The European Commission investigation into motor insurance in Ireland is looking at allegations that Insurance Ireland has created obstacles for new insurance firms to enter the Irish market, according to RTE.
It follows document seizures last year by European Commission investigators Insurance Ireland in the IFSC in Dublin.
Insurance Ireland has insists it is fully compliant with competition law.
However, investigators are examining an application form used by firms wishing to join Insurance Ireland which requires an existing member to sponsor the applicant.
The form is said to ask applicants to give the "Name of the firm(s) sponsoring the application".
Insurance Ireland has databases giving members access to information on penalty points, driver licences and claims history.
The Alliance for Insurance Reform has responded to the news by demanding "real transparency" within the industry.
Peter Boland, spokesperson for the Alliance for Insurance Reform, said: "These latest allegations regarding restricted access to the Irish insurance market are shocking but not surprising. Our members have suspected as much and have been paying the price for years.

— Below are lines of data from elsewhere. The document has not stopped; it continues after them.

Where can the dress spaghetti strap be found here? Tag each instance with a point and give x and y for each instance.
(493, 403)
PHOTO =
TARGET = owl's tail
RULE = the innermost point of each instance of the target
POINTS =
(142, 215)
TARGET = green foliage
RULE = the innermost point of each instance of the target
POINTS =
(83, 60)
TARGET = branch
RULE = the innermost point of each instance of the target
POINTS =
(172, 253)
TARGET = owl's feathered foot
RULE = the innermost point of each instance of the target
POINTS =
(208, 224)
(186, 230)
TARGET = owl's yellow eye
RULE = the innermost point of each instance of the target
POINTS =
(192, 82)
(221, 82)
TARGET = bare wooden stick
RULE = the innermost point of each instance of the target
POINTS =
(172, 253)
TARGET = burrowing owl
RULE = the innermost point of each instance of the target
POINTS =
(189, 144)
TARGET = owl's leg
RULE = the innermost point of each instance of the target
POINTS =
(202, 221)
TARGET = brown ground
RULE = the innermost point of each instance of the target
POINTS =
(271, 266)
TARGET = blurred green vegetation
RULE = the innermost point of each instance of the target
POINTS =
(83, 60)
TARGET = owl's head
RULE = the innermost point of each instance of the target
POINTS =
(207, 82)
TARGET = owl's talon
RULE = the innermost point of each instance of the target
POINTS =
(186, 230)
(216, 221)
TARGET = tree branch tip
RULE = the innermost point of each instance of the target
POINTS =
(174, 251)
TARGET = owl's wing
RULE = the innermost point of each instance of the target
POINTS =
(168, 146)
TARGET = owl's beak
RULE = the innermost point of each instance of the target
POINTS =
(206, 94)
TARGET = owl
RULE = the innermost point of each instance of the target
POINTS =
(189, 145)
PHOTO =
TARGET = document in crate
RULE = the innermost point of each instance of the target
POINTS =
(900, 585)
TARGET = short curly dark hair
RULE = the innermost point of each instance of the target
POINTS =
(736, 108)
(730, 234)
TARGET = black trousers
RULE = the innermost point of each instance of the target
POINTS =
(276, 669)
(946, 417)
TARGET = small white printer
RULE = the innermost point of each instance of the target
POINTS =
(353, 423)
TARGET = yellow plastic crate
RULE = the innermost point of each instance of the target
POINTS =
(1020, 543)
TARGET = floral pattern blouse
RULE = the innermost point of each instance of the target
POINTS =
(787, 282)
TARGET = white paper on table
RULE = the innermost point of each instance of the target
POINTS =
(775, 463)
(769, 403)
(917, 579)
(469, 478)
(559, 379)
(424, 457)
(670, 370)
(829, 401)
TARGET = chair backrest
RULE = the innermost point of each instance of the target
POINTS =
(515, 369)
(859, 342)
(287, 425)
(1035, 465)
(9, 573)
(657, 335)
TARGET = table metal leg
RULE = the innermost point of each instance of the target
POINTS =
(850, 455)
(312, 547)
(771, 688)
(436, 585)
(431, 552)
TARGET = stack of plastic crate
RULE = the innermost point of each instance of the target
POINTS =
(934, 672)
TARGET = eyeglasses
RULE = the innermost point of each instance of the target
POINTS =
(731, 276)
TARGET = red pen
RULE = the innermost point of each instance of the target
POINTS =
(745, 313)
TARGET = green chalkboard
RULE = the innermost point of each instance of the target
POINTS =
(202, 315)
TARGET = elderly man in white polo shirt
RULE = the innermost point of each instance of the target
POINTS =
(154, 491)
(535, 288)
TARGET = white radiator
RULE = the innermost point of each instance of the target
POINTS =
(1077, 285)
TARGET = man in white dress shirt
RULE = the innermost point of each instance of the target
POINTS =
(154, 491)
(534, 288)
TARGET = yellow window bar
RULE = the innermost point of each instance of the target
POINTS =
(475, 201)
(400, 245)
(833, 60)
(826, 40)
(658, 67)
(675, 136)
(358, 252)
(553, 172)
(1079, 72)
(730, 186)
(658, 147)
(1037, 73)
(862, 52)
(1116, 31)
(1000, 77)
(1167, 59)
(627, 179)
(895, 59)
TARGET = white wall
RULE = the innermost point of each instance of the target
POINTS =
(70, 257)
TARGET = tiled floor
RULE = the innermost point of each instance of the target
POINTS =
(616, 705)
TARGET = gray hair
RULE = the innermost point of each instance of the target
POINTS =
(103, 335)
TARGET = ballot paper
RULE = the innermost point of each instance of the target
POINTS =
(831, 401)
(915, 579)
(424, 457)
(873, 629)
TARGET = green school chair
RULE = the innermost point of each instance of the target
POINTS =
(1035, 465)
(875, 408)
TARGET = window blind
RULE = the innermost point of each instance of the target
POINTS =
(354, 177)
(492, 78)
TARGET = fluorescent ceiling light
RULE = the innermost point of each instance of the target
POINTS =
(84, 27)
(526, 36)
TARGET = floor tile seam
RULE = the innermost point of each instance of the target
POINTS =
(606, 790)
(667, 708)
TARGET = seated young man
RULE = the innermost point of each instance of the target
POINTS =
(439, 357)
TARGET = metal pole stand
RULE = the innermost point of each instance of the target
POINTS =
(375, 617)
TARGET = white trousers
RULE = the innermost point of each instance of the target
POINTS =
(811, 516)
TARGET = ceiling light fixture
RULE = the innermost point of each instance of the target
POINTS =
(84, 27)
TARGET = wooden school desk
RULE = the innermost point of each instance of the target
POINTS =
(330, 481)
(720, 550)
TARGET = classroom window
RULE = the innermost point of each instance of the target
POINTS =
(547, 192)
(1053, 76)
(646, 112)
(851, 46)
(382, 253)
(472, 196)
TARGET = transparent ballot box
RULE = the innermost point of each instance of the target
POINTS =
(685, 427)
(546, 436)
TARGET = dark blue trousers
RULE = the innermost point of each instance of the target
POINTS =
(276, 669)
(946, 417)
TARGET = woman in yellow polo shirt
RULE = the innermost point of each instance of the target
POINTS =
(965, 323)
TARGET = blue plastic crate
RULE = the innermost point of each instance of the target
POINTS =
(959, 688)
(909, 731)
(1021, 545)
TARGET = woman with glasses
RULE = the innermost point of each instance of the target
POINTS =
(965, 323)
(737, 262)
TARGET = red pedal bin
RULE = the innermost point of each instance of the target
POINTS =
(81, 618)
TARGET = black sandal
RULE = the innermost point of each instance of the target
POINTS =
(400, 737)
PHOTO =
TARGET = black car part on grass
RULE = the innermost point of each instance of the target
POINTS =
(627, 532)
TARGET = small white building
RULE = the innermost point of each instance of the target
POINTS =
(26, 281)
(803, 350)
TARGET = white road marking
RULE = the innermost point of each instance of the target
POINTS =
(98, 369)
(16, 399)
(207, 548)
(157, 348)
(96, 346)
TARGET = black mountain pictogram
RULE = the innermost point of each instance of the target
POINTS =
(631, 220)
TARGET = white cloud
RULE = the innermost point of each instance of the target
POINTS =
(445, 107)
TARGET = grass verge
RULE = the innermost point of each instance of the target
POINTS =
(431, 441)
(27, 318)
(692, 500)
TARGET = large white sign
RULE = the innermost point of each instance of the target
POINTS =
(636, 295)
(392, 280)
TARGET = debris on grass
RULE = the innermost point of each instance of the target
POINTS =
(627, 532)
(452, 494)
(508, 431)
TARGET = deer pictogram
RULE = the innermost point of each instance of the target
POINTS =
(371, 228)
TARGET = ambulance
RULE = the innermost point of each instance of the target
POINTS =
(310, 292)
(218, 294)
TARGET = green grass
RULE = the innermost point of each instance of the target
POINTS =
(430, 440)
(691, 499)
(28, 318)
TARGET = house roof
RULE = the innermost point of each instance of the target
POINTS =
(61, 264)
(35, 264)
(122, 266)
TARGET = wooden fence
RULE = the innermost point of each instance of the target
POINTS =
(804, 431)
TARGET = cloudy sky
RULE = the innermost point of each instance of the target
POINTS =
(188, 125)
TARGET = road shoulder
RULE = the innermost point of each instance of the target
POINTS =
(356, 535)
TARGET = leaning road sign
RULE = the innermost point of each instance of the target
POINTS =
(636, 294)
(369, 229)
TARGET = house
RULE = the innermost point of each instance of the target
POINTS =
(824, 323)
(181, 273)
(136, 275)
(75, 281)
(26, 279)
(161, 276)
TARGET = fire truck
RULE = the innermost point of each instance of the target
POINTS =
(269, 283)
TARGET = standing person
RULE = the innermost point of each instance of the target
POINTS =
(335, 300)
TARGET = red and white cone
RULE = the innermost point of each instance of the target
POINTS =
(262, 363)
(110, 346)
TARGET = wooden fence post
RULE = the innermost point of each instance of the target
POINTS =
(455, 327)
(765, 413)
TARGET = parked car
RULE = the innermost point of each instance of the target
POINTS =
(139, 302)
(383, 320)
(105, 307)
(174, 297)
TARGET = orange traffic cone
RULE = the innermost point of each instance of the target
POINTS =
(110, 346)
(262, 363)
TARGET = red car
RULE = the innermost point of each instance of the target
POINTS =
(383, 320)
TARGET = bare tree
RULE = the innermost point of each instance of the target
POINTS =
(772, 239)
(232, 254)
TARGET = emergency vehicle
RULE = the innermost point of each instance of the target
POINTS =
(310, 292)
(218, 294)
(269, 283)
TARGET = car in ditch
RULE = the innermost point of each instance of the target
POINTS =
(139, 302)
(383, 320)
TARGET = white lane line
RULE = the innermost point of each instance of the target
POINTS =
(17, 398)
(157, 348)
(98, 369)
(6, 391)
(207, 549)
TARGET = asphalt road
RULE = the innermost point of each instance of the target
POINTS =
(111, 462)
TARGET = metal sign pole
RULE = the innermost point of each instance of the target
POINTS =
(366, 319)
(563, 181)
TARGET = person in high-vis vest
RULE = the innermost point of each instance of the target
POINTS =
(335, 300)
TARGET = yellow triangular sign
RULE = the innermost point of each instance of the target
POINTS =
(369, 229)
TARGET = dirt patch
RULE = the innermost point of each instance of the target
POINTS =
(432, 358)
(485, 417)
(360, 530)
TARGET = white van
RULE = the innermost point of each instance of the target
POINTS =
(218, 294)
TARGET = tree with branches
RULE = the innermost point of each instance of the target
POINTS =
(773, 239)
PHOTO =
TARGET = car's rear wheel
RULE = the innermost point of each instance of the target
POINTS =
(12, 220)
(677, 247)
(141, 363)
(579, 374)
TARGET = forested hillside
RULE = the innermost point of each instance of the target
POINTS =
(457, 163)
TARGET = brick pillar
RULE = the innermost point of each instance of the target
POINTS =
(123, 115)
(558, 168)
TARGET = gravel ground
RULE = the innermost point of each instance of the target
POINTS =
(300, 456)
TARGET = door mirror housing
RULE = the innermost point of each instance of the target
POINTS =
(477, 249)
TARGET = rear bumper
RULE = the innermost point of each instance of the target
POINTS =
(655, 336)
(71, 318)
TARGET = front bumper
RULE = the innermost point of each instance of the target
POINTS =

"It is remarkable that such a valuable market, worth over €2bn, is controlled by so few underwriters with 90% of the motor insurance market controlled by 6 companies and 80% of business insurance controlled by 6 also.
Today's reports further highlight the urgent need for transparency in this market.
"We fully understand why insurers would prefer to operate under a cloak of secrecy but this industry is too important to Irish society and has too many mandatory elements to it, to be allowed continue to operate in this cavalier fashion.
"Equally, the Central Bank, which is supposed to be supervising the insurers on behalf of consumers, is actually doing the opposite, having abolished the only data that offered some insight into the industry, the so-called 'Blue Book' so that there is now no useable data available on the industry."
Mr Boland called minister Michael Darcy, to protect the new National Claims Information Database "from the influence of vested interests".
He said: "We demand that control of analysis and reporting of the National Claims Information Database be given to the neutral Personal Injuries Assessment Board rather than the Central Bank, which is now hopelessly compromised.
"And finally, we insist that the Blue Book be immediately reinstated and enhanced to restore the only transparency there previously was in the market before the Central Bank discontinued it in 2016."